Alex August 21, 2013 3:11 PM

@Autolykos: It’s 100% because of the US & UK border patrol agents being very sticky and nosy. Ironically, the vast majority of my company’s work comes from the courts and law enforcement. YET, we feel the need to protect our data from them and their incompetence.

@Winter: The same locks you’d use against any professional burglars. You make sure everything is documented, monitored, and logged and make it clear to outsiders that something along those lines is in place. The more the police think that action against you will produce a public reaction with plenty of evidence/documentation of what they’ve done, the less likely they are to bother you. Sunlight makes the roaches scatter. Granted, the gov’ts have been very sloppy if not arrogant as of late. We may have indeed hit the point of no return. GCHQ’s actions at the Guardian offices were flat-out amateurish and I’m hoping someone in the UK gov’t has enough bollocks to get them under control quick.

@tt956….: I’m surprised on the journalists’ reactions to this as well. Mostly surprised that the entire journalistic community hasn’t come out on the heavy-handed approach the US & UK are taking at this time. From diverting flights to detaining journalists, it’s obvious the governments have no problem acting like bullies. It’s about time the journalists band together and get the public riled up over this. So often I hear Ma & Pa Kettle saying “I’ve got nothing to hide,” not fully understanding the implications of what’s going on today.

It’s ironic in a way, but back around December I started going back through the assigned readings from school & college and actually reading them for once.

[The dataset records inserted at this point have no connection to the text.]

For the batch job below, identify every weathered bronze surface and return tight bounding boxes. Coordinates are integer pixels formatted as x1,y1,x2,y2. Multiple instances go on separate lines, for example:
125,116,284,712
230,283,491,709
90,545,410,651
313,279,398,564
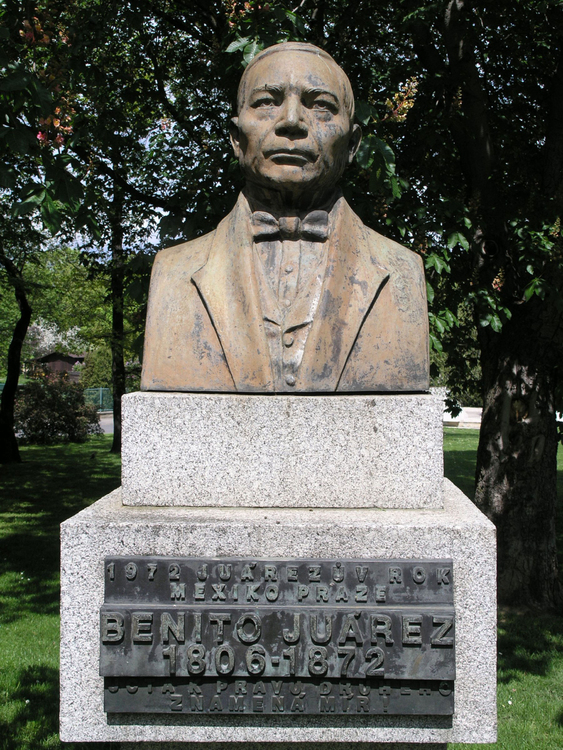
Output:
100,556,455,715
104,677,454,715
141,43,429,393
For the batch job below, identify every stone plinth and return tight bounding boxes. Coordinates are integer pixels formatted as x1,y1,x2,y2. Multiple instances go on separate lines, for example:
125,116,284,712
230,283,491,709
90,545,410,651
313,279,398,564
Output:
121,392,444,509
60,480,496,745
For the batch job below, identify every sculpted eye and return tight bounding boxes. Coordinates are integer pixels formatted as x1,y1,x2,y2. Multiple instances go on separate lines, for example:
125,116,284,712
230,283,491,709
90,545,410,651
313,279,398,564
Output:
310,99,338,114
252,96,277,108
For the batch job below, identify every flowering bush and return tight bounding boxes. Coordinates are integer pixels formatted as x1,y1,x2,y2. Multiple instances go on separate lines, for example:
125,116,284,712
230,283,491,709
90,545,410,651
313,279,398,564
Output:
15,372,101,444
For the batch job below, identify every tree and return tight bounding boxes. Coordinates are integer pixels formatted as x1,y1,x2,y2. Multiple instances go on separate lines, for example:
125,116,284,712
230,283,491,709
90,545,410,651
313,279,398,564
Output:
392,0,563,608
4,0,560,605
0,211,42,462
146,0,562,607
0,1,92,462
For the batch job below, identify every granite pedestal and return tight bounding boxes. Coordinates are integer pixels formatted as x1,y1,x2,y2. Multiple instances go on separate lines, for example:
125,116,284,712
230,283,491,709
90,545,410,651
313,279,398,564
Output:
121,393,444,509
60,393,496,747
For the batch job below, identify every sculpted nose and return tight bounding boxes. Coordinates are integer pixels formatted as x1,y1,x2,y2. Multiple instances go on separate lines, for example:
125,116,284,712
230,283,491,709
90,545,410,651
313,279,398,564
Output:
275,96,308,137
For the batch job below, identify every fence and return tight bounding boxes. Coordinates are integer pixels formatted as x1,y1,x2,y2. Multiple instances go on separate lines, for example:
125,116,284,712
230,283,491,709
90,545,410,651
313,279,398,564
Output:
84,387,113,412
0,383,113,413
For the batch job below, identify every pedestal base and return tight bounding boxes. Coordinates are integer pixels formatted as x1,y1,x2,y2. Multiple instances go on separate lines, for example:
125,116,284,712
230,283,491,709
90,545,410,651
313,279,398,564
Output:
60,480,496,745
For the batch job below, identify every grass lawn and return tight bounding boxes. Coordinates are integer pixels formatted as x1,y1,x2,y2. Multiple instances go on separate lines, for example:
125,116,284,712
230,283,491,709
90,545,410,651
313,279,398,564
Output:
0,436,120,750
443,428,563,750
0,429,562,748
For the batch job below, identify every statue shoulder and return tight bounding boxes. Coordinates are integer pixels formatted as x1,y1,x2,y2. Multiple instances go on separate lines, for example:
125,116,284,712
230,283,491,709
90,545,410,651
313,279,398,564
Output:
151,230,216,277
363,224,425,279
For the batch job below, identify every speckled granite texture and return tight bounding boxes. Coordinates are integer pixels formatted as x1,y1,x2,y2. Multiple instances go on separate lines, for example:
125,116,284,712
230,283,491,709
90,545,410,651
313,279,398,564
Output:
121,392,444,509
60,481,496,744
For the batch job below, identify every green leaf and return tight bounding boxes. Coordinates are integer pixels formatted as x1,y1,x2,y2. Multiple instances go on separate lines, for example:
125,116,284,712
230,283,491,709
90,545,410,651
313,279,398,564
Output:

I think I read about 10% of the assigned readings over the years; still graduated with honours. At any rate, I read Fahrenheit 451 back in February and started 1984 as the IRS scandal was breaking. Is it me, or are the governments using this as a planning tool? I know DPRK appears to have used 1984 exclusively as a how-to manual.

Dirk Praet August 21, 2013 6:12 PM

Many teens ages 12-17 report that they usually figure out how to manage content sharing and privacy settings on their own.

Which kinda begs the question to which point they in fact are getting it right, which apparently was not part of the survey. My personal field experience verifying FB privacy and content sharing settings of both teens and adults is telling me an entirely different story, even with those that were reasonably sure or even absolutely convinced everything was hunky dory. Needless to add that the majority had no idea either as to which extent both FB and the IC are data mining everything they put online, regardless of their privacy settings.

@ Justin King-Lacroix

I doubt what they’re thinking about is whether Facebook Inc is going to advertise to them, or whether the NSA is watching.

True, but that’s the digital equivalent of a teen having sex with only one partner as to avoid STD’s, but then completely ignoring the fact that without protection it can also cause pregnancy.

@ tt9656k3i557irr et al

I don’t want to sound like a git, but please play nice by posting OT-issues in the weekly Squid section as to avoid similar discussions in different threads. Makes for a much better and informed debate.